JMF Elite Unit Skill badge

The gold JMF Elite Unit skill badge is awarded to members upon successfully completing the Special Forces Specialist Course. This badge is prominently worn on the left breast pocket of their service dress, signifying their elite training and qualification. For combat uniforms, a black and olive version of the badge is used, maintaining its distinctiveness in operational attire.

Light blue lanyard

The light blue lanyard, a symbol of commando training, was originally adopted by the Malaysian Special Service Unit (MSSU), now succeeded by Gerak Khas, from the 40 Commando, Royal Marines. In modern Malaysia, it is prominently worn by commandos of the Malaysian Army's Gerak Khas and the Royal Malaysian Air Force Special Forces, representing their elite status.

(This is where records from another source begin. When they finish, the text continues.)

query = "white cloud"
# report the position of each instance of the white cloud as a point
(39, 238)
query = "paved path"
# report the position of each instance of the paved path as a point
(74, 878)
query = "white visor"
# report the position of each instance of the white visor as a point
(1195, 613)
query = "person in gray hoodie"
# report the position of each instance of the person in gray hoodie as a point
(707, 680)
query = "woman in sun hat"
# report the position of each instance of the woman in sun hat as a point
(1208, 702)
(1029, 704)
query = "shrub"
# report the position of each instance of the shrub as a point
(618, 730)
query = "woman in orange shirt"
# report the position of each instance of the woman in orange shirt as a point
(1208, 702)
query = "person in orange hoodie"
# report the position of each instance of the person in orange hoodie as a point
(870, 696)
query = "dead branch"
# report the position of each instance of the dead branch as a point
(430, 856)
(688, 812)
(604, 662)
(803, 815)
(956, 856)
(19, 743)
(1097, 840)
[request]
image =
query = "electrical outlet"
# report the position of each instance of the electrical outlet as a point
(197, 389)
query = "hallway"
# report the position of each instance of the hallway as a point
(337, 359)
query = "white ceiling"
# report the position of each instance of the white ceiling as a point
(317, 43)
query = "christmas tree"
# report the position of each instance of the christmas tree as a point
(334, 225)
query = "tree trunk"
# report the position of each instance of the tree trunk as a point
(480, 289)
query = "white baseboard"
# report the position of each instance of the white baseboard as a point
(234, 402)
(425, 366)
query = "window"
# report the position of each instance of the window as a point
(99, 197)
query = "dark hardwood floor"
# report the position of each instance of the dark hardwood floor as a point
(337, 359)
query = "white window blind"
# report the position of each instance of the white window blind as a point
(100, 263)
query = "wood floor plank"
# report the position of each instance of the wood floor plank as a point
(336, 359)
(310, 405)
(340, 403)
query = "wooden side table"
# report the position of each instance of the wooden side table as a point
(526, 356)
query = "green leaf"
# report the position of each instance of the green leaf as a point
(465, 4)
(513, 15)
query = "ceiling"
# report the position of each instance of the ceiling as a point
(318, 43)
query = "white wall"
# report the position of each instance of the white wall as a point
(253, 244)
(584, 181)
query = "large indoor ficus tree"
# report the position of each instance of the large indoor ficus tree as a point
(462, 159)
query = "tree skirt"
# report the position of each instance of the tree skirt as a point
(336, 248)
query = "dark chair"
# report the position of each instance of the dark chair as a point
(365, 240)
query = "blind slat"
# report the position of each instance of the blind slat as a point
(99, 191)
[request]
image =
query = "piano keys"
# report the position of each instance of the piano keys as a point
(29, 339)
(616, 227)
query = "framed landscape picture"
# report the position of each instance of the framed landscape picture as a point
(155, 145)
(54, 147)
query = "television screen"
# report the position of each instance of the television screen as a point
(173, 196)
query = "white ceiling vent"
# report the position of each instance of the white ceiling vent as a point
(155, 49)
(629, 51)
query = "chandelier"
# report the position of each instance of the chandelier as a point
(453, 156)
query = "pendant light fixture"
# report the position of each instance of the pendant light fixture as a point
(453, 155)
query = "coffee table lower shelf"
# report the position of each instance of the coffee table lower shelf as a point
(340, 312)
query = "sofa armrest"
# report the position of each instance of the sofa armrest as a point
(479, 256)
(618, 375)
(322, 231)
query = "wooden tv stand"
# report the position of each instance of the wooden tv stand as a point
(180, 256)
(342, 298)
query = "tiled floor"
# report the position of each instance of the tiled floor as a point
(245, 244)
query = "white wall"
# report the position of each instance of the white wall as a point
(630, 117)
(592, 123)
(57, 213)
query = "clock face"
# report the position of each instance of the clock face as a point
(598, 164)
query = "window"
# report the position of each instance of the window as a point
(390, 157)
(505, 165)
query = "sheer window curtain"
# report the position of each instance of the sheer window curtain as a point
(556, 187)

This lanyard is also awarded to commando-trained Johor Military Force (JMF) soldiers upon completing the rigorous Malaysian Special Forces Selection at the Special Warfare Training Centre (SWTC), marking their inclusion into this distinguished fraternity.

'Elite Forces' shoulder tab

The Elite Forces shoulder tab features the words "Elite Forces" embroidered in yellow on a black background, symbolising the unit's distinction. This version is worn on the left shoulder of the service dress uniform. For combat uniforms, a black-on-olive version of the tab is used, maintaining the unit's identity in operational settings.